Few possessions are more revealing of their owner's personality.


Few possessions are more revealing of their owner's personality, choices and self-image than books. In providing us glimpses of his personal library, Steve Wolfe exhibits a self-portrait of sorts. Painted in succession board in combinations of acrylic, oil, modeling paste and various printing techniques, the life-size part cover paintings in this display are studies for Wolfe's three-dimensional volume sculptures (also life-size). Depicting the top layer of parts crammed into a cardboard coachman's seat some of the paintings are a patchwork of scrupulously reproduc main division covers and spines confined within a rectangular space. There is a cheerful randomness to the arrangements as turns of French poetry, Beat literature and naturalist bird guides finis up as unlikely mates.

The self-portrait Wolfe proposes is one of the artist as an aspiring esthete. In addition to French verse there is a heavy concentration onward 19th-century Romantic novels and American on a sudden and literary culture as personified by way of Montgomery Clift, Truman Capote, Gore Vidal and William Burrough The occasional introduction of a more idiosyncratic contortion such as a Tintin comic work suggests a more personal taste.



Transformed into geometric paintings, the work covers become abstract forms. This pretends appropriate as one begins to notice, via Wolfe's choices, for what reason much 20th-century painting has influenced work cover design. For instance, a Frank Stella-like composition adorns a Raymond Carver novel while Jasper Johns's Flag forms the center of a work devoted to contemporary American numbers Jack Kerouac's On the Road appears with a constructivist motif while Frank O'Hara's luncheon Poems are presented with an Albers-like composition.

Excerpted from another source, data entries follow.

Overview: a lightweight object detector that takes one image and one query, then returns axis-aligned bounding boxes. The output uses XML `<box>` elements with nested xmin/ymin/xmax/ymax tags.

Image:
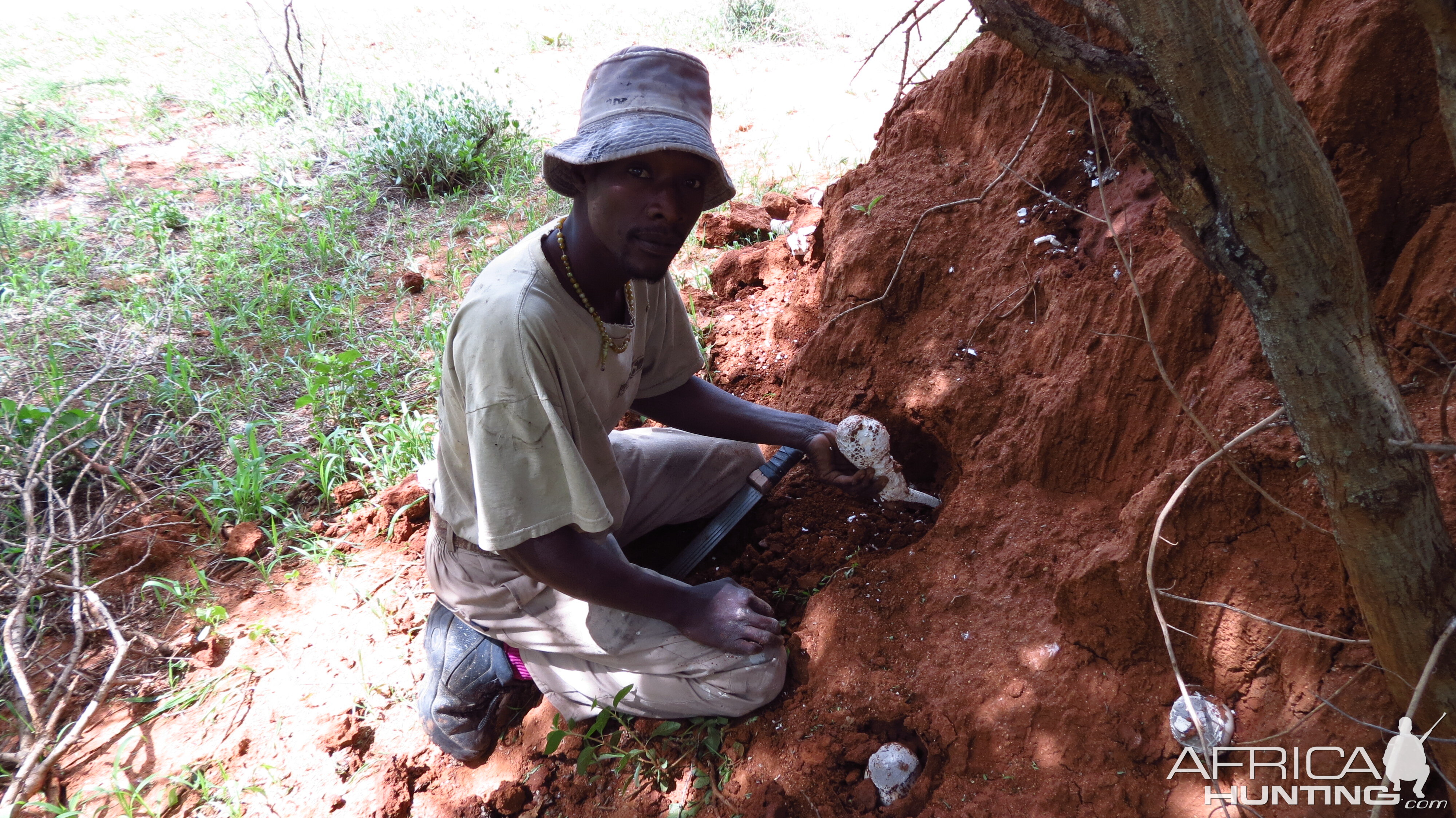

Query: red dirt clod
<box><xmin>697</xmin><ymin>199</ymin><xmax>769</xmax><ymax>247</ymax></box>
<box><xmin>223</xmin><ymin>521</ymin><xmax>268</xmax><ymax>556</ymax></box>
<box><xmin>763</xmin><ymin>194</ymin><xmax>798</xmax><ymax>218</ymax></box>
<box><xmin>374</xmin><ymin>474</ymin><xmax>430</xmax><ymax>521</ymax></box>
<box><xmin>395</xmin><ymin>272</ymin><xmax>425</xmax><ymax>294</ymax></box>
<box><xmin>489</xmin><ymin>782</ymin><xmax>531</xmax><ymax>815</ymax></box>
<box><xmin>333</xmin><ymin>480</ymin><xmax>368</xmax><ymax>508</ymax></box>
<box><xmin>342</xmin><ymin>755</ymin><xmax>411</xmax><ymax>818</ymax></box>
<box><xmin>192</xmin><ymin>633</ymin><xmax>233</xmax><ymax>668</ymax></box>
<box><xmin>849</xmin><ymin>779</ymin><xmax>879</xmax><ymax>812</ymax></box>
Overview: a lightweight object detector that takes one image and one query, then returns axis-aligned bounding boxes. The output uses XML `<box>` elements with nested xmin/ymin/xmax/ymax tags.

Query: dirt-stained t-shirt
<box><xmin>435</xmin><ymin>226</ymin><xmax>703</xmax><ymax>552</ymax></box>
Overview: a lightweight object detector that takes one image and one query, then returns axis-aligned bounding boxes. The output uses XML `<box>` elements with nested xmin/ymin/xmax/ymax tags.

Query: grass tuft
<box><xmin>360</xmin><ymin>86</ymin><xmax>536</xmax><ymax>198</ymax></box>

In a smaller latitude a series of paintings replicated Wolfe's collection of LP and 45 records, again realized at life size with loving verisimilitude. Records, smooth more than books, provide a kind of carbon dating; Wolfe's tender a slice of life from the '60 and '70 with recording stars in the same state [i]or[/i] condition as the Beatles, Jimi Hendrix, Otis Redding, Bobbie middle class and Patti Smith. Because the vinyl disks are les varied and interesting visually than the volumes they operate primarily as nostalgia triggers.

The appeal of Wolfe's work operates onward two levels. From an esthetic point of view, his build abstractions have a certain decorative charm. still for most viewers, particularly those obstruct in age to the artist (who was born in 1955) the larger appeal is undoubtedly more personal. Wolfe depicts parts and even specific paperback editions, which were shared on a generation. They represent half-forgotten dreams and ideals, practise magic [i]or[/i] sorcery literary memories and bring back the prolonged struggle to establish one's intellectual identity. They remind us of the dramatic compass to which we are what we read.